Когда пройдут годы, если книга все еще будет у него, я хотел, чтобы ему было больно. Еще того лучше, я хотел, если бы кто-то однажды просматривал его книги, открыл этот тоненький томик «Арманса» и спросил: «Скажи мне, кто молчал где-то в Италии в середине восьмидесятых?» И затем я бы хотел, чтобы он почувствовал что-то такое острое, как горе, и беспощадное, как сожаление, а может — даже жалость ко мне, потому что этим утром в книжном магазине, мне тоже было жаль. Если жалость — все, что он мог дать, если жалость могла заставить его приобнять меня, и под этой волной жалости и сожалений, незаметно скользившей, как смутное эротическое подводное течение, которому потребовались годы, чтобы оформиться, я хотел, чтобы он вспомнил утро на берме Моне, как я поцеловал его не в первый, но во второй раз, и обменялся слюной, потому что так отчаянно желал сделать его моим.
«Лучший подарок, полученный в этом году», — дежурная фраза. Я пожал плечами, делая легче формальную благодарность. Возможно, мне просто хотелось, чтобы он это повторил.
— Тогда я рад. Я лишь хочу поблагодарить тебя за это утро, — и прежде чем он успел меня прервать, я добавил. — Знаю. Никаких разговоров. Вообще.

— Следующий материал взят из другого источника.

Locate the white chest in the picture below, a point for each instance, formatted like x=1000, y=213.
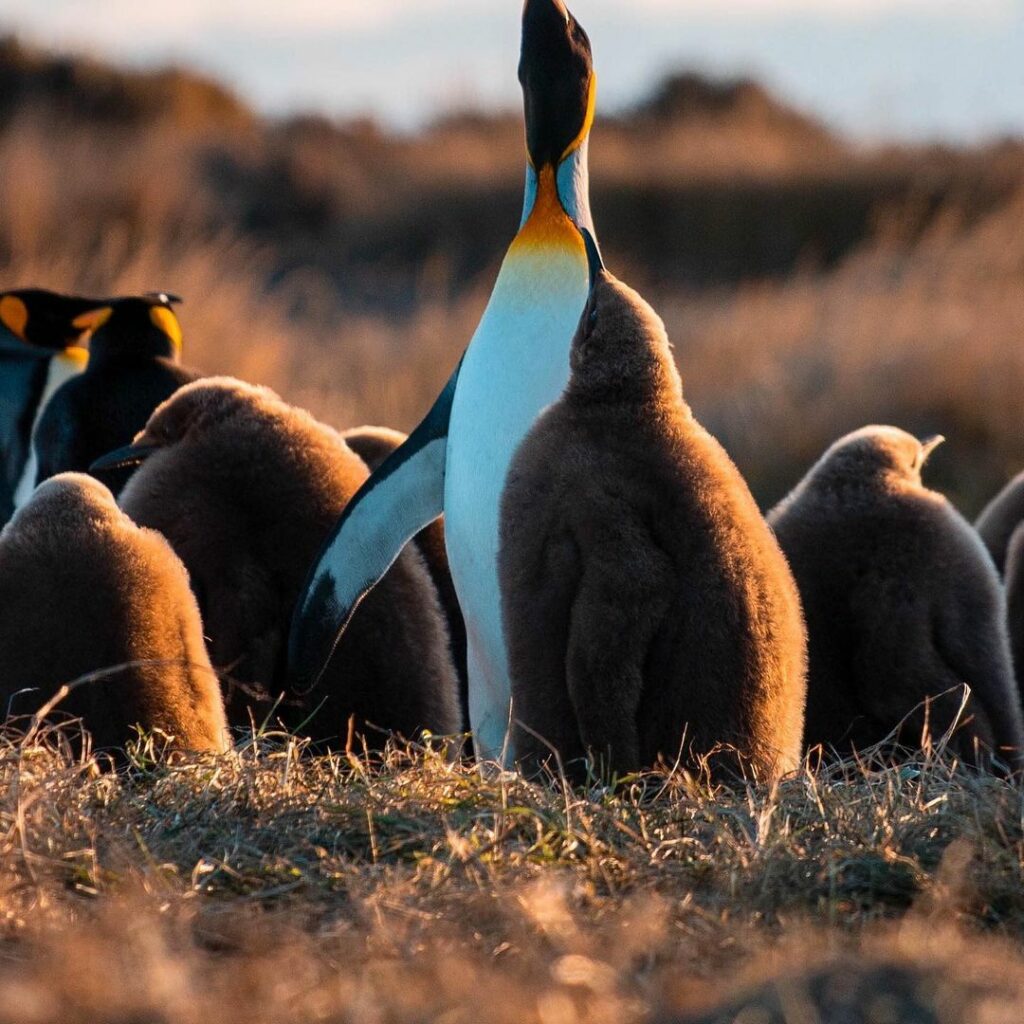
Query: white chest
x=515, y=367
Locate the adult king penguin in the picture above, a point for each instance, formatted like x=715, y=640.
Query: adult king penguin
x=40, y=349
x=133, y=367
x=517, y=363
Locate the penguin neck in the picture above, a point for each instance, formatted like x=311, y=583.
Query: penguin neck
x=571, y=187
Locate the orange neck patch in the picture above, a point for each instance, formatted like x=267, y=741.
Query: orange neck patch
x=548, y=225
x=14, y=315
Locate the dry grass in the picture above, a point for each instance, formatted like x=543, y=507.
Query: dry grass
x=269, y=885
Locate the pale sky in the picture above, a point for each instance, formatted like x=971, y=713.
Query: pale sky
x=941, y=69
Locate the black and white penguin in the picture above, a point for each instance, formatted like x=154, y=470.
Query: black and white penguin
x=133, y=366
x=903, y=604
x=373, y=445
x=41, y=347
x=456, y=463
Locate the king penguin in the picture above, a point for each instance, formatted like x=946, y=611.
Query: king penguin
x=456, y=463
x=133, y=367
x=40, y=349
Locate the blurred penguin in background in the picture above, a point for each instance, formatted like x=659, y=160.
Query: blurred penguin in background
x=133, y=366
x=903, y=605
x=84, y=592
x=246, y=488
x=40, y=349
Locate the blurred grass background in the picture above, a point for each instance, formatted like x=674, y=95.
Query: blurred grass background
x=810, y=285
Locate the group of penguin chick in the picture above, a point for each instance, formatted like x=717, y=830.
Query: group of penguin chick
x=652, y=613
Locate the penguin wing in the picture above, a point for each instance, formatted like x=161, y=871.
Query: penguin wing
x=399, y=499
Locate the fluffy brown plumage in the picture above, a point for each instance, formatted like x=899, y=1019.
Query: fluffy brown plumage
x=83, y=589
x=373, y=445
x=648, y=609
x=246, y=488
x=902, y=603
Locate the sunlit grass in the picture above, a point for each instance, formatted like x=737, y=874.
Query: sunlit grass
x=410, y=887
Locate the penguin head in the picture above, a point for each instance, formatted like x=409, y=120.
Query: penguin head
x=880, y=454
x=193, y=412
x=559, y=91
x=45, y=320
x=558, y=84
x=75, y=501
x=621, y=349
x=135, y=325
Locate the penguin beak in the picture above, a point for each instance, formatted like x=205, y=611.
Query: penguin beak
x=929, y=444
x=131, y=455
x=93, y=320
x=557, y=78
x=594, y=259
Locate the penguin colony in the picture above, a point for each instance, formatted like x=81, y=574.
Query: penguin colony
x=559, y=559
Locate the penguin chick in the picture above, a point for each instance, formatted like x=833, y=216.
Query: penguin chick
x=133, y=367
x=999, y=519
x=247, y=488
x=649, y=611
x=373, y=445
x=903, y=604
x=84, y=590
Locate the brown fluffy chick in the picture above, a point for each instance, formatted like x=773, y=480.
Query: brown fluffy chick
x=246, y=488
x=648, y=609
x=85, y=590
x=902, y=601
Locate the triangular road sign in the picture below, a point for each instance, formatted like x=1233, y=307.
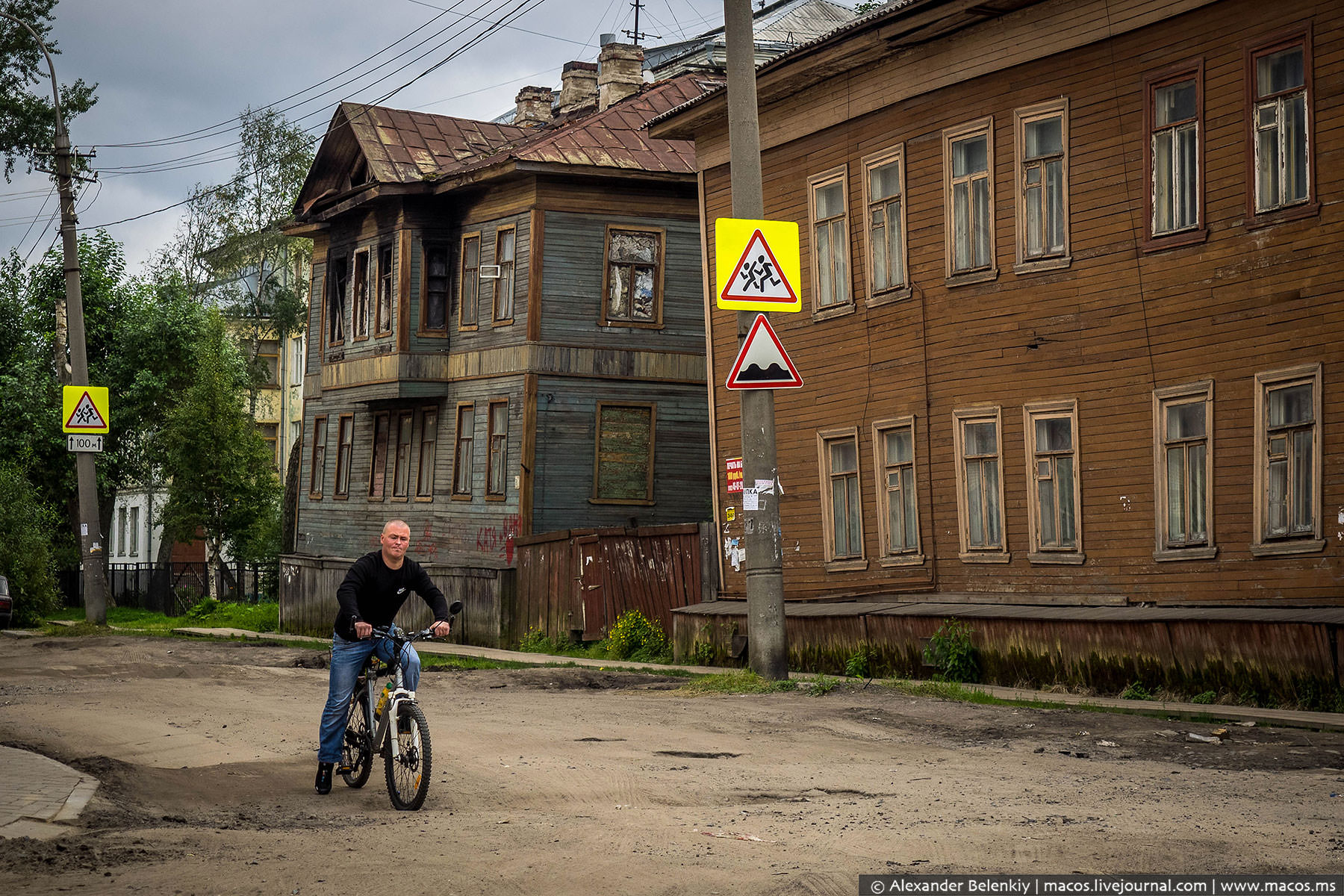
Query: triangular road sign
x=87, y=417
x=762, y=363
x=759, y=279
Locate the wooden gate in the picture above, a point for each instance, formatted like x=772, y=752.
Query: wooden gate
x=578, y=582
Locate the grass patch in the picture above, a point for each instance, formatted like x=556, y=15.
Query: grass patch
x=745, y=682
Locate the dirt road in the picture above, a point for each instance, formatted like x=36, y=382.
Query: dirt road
x=566, y=781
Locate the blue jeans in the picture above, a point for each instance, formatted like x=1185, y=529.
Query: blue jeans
x=347, y=660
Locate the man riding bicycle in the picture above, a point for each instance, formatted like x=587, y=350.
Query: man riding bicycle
x=374, y=590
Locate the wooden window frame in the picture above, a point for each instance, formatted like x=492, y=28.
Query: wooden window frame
x=510, y=279
x=840, y=175
x=458, y=441
x=386, y=290
x=428, y=453
x=660, y=276
x=497, y=455
x=1172, y=396
x=426, y=247
x=405, y=420
x=317, y=460
x=344, y=455
x=1297, y=35
x=597, y=454
x=359, y=297
x=897, y=292
x=826, y=476
x=379, y=449
x=335, y=302
x=1187, y=70
x=470, y=276
x=1305, y=543
x=1033, y=411
x=988, y=272
x=1021, y=117
x=960, y=418
x=905, y=556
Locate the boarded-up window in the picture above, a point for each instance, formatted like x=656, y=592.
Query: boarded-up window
x=624, y=469
x=633, y=292
x=435, y=314
x=378, y=472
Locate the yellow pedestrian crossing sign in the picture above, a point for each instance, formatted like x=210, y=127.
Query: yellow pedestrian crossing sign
x=84, y=408
x=757, y=265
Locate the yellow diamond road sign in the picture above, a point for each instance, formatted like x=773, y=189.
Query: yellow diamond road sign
x=757, y=265
x=85, y=408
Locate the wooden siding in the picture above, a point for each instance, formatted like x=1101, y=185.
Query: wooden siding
x=1105, y=332
x=566, y=440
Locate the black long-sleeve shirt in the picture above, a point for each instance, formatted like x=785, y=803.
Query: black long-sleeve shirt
x=373, y=593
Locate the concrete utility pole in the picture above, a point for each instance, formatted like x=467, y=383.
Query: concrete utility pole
x=90, y=535
x=768, y=648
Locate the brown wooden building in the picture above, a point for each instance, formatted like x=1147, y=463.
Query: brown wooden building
x=505, y=331
x=1073, y=324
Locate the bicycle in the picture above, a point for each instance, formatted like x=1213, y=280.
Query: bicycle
x=369, y=731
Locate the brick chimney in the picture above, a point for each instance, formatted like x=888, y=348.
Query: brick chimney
x=578, y=87
x=534, y=107
x=620, y=73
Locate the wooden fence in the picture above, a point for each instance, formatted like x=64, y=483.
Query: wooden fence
x=576, y=583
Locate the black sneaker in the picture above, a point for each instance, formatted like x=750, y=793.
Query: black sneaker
x=324, y=778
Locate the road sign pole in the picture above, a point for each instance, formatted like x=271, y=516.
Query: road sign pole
x=768, y=649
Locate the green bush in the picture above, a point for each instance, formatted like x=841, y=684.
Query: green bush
x=635, y=637
x=952, y=655
x=26, y=527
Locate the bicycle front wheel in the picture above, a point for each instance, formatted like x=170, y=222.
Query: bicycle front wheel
x=408, y=773
x=356, y=754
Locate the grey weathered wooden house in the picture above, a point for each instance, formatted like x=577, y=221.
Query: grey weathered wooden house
x=507, y=331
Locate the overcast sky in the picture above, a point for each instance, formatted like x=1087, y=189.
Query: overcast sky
x=171, y=67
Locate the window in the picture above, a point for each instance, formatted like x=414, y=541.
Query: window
x=429, y=438
x=504, y=240
x=1042, y=137
x=841, y=514
x=316, y=473
x=1288, y=473
x=1176, y=186
x=1280, y=81
x=435, y=312
x=1183, y=470
x=361, y=302
x=623, y=465
x=1051, y=430
x=980, y=485
x=632, y=293
x=968, y=160
x=497, y=464
x=383, y=317
x=470, y=282
x=270, y=433
x=463, y=452
x=402, y=472
x=268, y=355
x=378, y=467
x=344, y=445
x=898, y=514
x=336, y=301
x=830, y=240
x=883, y=184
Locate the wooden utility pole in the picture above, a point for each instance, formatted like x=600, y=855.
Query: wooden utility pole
x=92, y=548
x=768, y=649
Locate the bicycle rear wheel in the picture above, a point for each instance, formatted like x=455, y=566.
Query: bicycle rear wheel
x=358, y=747
x=408, y=773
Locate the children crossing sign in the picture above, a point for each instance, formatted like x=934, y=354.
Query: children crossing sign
x=757, y=265
x=84, y=408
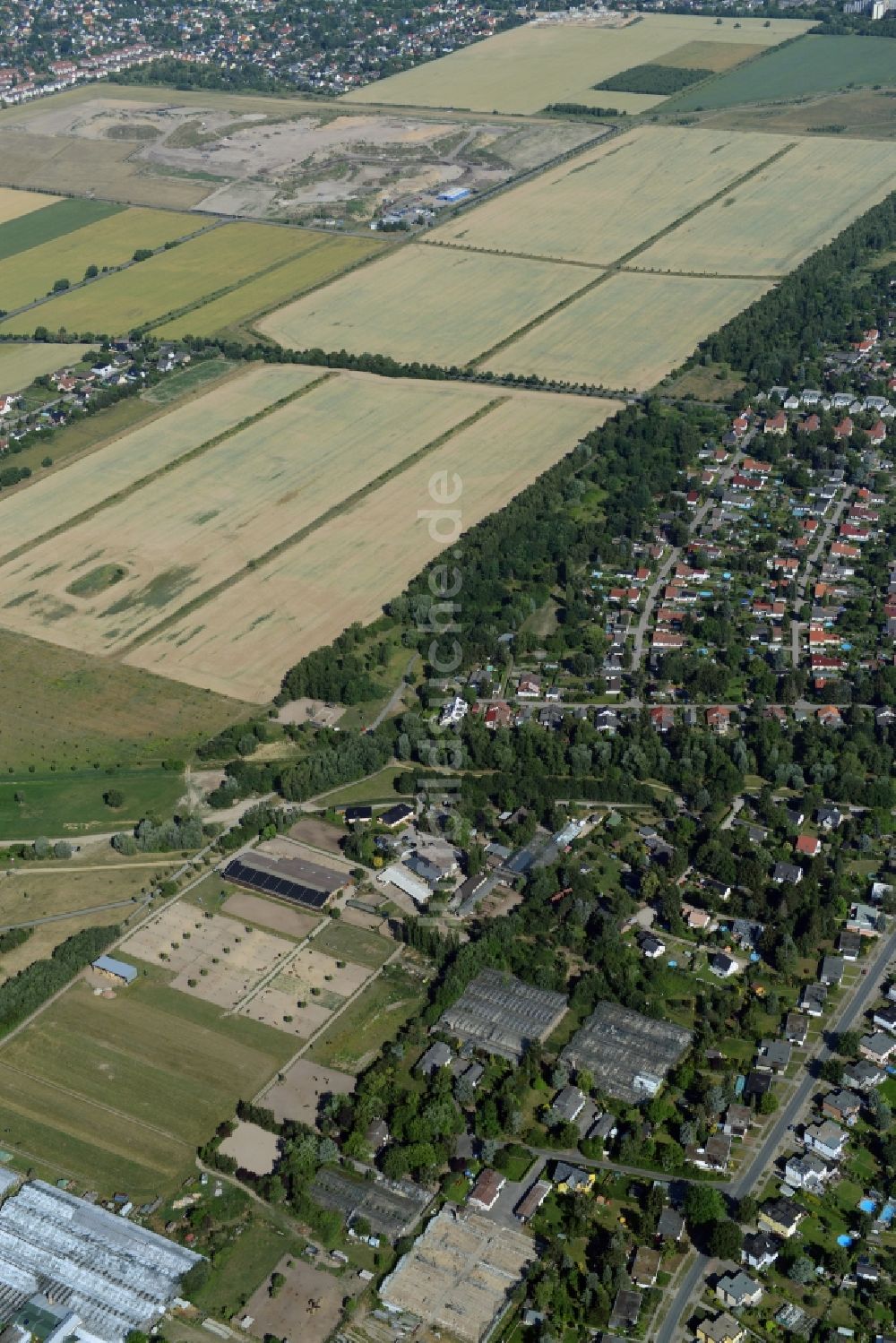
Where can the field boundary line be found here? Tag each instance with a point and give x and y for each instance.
(99, 1104)
(191, 454)
(622, 263)
(314, 525)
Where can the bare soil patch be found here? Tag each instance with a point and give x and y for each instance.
(252, 1147)
(301, 1089)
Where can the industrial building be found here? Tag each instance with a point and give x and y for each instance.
(501, 1014)
(460, 1273)
(86, 1273)
(627, 1055)
(289, 879)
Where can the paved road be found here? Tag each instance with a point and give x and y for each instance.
(764, 1155)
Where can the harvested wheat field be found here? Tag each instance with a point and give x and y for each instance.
(109, 242)
(172, 280)
(244, 640)
(320, 263)
(629, 332)
(13, 203)
(104, 581)
(528, 67)
(425, 304)
(56, 498)
(584, 210)
(788, 210)
(21, 363)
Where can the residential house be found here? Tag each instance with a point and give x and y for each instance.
(831, 970)
(487, 1190)
(797, 1029)
(759, 1249)
(573, 1179)
(774, 1055)
(724, 1329)
(809, 1171)
(826, 1139)
(877, 1047)
(645, 1267)
(737, 1289)
(842, 1106)
(780, 1217)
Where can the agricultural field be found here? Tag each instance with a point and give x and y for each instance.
(109, 242)
(327, 258)
(525, 69)
(64, 710)
(72, 804)
(13, 204)
(241, 641)
(218, 260)
(814, 65)
(734, 236)
(582, 210)
(117, 1092)
(640, 328)
(426, 304)
(118, 466)
(21, 363)
(104, 581)
(263, 158)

По пути с холма мы проехали мимо моего секретного места, и в этот раз уже я смотрел в другую сторону. Изобразил амнезию. Уверен, если бы я тогда обернулся к нему, мы бы обменялись одинаковыми заразительными улыбками соучастников и тут же стерли бы их, вспомнив смерть Шелли. Еще одно напоминание, как далеко мы должны держаться друг от друга сейчас. Возможно, здесь могло быть иное основание для улыбки: «Я уверен, что ты знаешь, что я знаю, что ты знаешь, что я избегаю все упоминания бермы Моне». Как ни странно, чем дальше молчание разводило нас в стороны, тем явственнее становился идеально синхронизированный момент интимности, и мы оба не хотели его разрушать. «Вот это тоже есть в книге репродукций», — вместо комментария я прикусил язык. Без разговоров.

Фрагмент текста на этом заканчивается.